4. La verdadera religión está en el corazón. Ya lo había dicho Israel; Jesús lo confirma y lo aclara.
Y ¿quién es mi prójimo?, le dice aquel doctor a la Ley, con ánimo inquisidor para ver por qué terreno se mueve. La respuesta de Jesús es contundente: el que tiene necesidad de ti, ese es tu próximo.
¿Quién es mi prójimo? No se trata de una cuestión jurídico-teológica, que admite muchas sutilezas. Mi prójimo es aquel que tiene necesidad de mí y yo le puedo ayudar, sea de la religión que sea, de la raza que sea, de la cultura que sea, sea rico o sea pobre, sea pecador o sea santo.
A lo mejor no tengo que salir a la calle para saber quién es mi próximo. Y ciertamente que a mi prójimo lo tengo en mi calle, aunque quizás no me dé cuenta; lo tengo en mi barrio, y, si voy de viaje en el autobús, lo tengo en el autobús. Toda persona que me necesite y a quien yo pueda hacer un favor ese es mi prójimo. Lo demás son disquisiciones teológicas estériles.

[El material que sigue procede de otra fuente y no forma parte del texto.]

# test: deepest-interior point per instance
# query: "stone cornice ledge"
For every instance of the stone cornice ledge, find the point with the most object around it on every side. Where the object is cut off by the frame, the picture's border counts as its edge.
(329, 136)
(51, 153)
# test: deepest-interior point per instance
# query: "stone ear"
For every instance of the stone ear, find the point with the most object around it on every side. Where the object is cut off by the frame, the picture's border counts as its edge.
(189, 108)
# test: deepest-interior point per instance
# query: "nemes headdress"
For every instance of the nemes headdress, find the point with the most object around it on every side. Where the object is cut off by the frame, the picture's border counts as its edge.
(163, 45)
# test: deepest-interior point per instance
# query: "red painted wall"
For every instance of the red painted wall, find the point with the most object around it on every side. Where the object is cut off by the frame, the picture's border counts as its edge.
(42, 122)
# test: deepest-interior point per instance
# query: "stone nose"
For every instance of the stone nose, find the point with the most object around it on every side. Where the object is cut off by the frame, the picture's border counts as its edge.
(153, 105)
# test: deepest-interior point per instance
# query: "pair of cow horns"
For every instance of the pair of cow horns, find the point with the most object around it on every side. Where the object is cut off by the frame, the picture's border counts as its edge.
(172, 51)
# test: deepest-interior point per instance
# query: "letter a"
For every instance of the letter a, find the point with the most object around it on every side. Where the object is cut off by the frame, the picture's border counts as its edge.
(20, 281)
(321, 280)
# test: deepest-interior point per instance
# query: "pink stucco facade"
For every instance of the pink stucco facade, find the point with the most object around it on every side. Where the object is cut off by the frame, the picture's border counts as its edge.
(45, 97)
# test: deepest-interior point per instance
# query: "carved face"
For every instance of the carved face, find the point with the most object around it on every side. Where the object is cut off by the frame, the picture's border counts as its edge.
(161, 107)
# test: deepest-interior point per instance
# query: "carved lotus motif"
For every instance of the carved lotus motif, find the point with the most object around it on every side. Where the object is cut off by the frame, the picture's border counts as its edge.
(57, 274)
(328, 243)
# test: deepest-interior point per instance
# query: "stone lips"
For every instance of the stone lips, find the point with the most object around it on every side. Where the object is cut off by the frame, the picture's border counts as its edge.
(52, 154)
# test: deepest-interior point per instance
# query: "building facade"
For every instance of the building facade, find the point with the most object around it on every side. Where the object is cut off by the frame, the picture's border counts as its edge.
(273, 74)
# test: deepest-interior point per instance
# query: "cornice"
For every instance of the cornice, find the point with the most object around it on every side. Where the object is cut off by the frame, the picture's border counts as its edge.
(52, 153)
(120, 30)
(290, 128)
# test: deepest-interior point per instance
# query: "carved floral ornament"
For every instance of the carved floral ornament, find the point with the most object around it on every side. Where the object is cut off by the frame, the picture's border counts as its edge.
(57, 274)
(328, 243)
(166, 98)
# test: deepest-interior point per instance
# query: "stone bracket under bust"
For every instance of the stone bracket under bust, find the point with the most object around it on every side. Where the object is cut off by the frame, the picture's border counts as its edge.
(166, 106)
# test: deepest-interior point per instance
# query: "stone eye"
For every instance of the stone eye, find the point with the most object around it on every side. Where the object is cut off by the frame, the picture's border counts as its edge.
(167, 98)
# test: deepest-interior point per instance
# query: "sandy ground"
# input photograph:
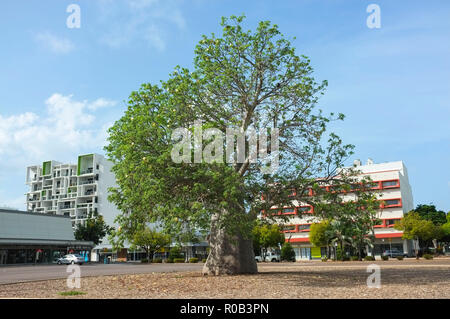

5. Ese es el Buen Samaritano. Jesús ha inventado una parábola durísima, que deja en muy mal lugar a los funcionarios del culto, se llamen sacerdotes o levitas. Hoy se habla de la Iglesia Samaritana, que es la Iglesia inclinada a toda necesidad humana. Y esto viene del discurso final del Concilio que pronunció Pablo VI, hoy Beato Pablo VI. Decía:
«Queremos más bien notar cómo la religión de nuestro Concilio ha sido principalmente la caridad … La antigua historia del samaritano ha sido la pauta de la espiritualidad del Concilio … Una corriente de afecto y admiración se ha volcado del Concilio hacia el mundo moderno. Ha reprobado los errores, sí, porque lo exige, no menos la caridad que la verdad, pero, para las personas, sólo invitación, respeto y amor. El Concilio ha enviado al mundo contemporáneo en lugar de deprimentes diagnósticos, remedios alentadores, en vez de funestos presagios, mensajes de esperanza: sus valores no sólo han sido respetados sino honrados, sostenidos sus incesantes esfuerzos, sus aspiraciones, purificadas y bendecidas … Otra cosa debemos destacar aún: toda esta riqueza doctrinal se vuelca en una única dirección: servir al hombre. Al hombre en todas sus condiciones, en todas sus debilidades, en todas sus necesidades» (Pablo VI, Alocución en la última sesión pública, 7 de diciembre de 1965, citado por el Papa Francisco en la bula Misericordiae vultus, 4).

6. Hermanos, Jesús es el Buen Samaritano y a él se dirige nuestra oración. Jesús, que nos has enseñado el corazón de Dios, mostrándote a ti mismo como el Buen Samaritano de todo ser humano, danos un corazón semejante al tuyo, para que donde haya una necesidad y yo pueda socorrerla, allí esté yo con todo mi corazón. Amén.

Tlalpan, Religiosas del Verbo Encarnado, jueves 7 de julio de 2016.